This morning in The Warehouse we were reading the story in 2 Kings 4 of the widow who fell into debt when her husband died and was about to lose her children to slavery.  She went to Elisha for help and he asked her what he could do for her and what she had. He made a suggestion and then left her to act in faith and obedience and see a generous and supernatural God provide for her and her family.  It’s simple.  Elisha was (I assume) in conversation with God and so was obedient to passing on what He knew God was saying and then left the consequences up to God.  Why then, have I never seen food multiply itself to feed the hungry?  Well, it’s because God doesn’t always work that way, sometimes God asks me to give of myself, God wants me to pray for the woman’s emotional healing, God wants to provide for her spiritual needs…yes…maybe…or is it because I’ve never asked?  I’ve never had the faith to believe that God hates debt, slavery and starvation and so WILL show up.

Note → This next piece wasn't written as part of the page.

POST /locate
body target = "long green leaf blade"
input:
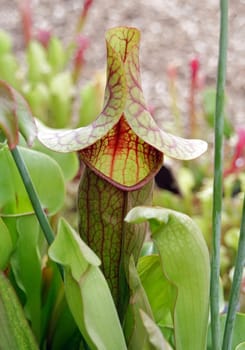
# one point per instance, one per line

I’ve been reading a book recently by Heidi Baker called “Compelled by Love” (Thanks Uncle Graham and Auntie Jen!).  I have been so challenged at the countless stories of God supernaturally providing when there isn’t enough “physical” food to provide for everyone that’s hungry.  I am challenged in two ways: one – I rarely have to expect God to show up because I have the resources to fill the gaps, are my resources blocking or limiting my perception of God as provider and two – I don’t have the faith to believe that God will show up. In theory I do, but I have never prayed or expected this provision and so my actions suggest otherwise.  What is every time I made a pot of food, I prayed multiplication over it to feed the hungry and homeless living on my street?  What if, whilst sitting with one of my (hungry) girls in Manenberg, I had faith that one slice of bread could become twenty?  How would that change my experience and faith in God? What would it do to world hunger, if we prayed more faith-filled prayers of provision over every stew or casserole we make?

Our response to poverty cannot be money, but a God that loves.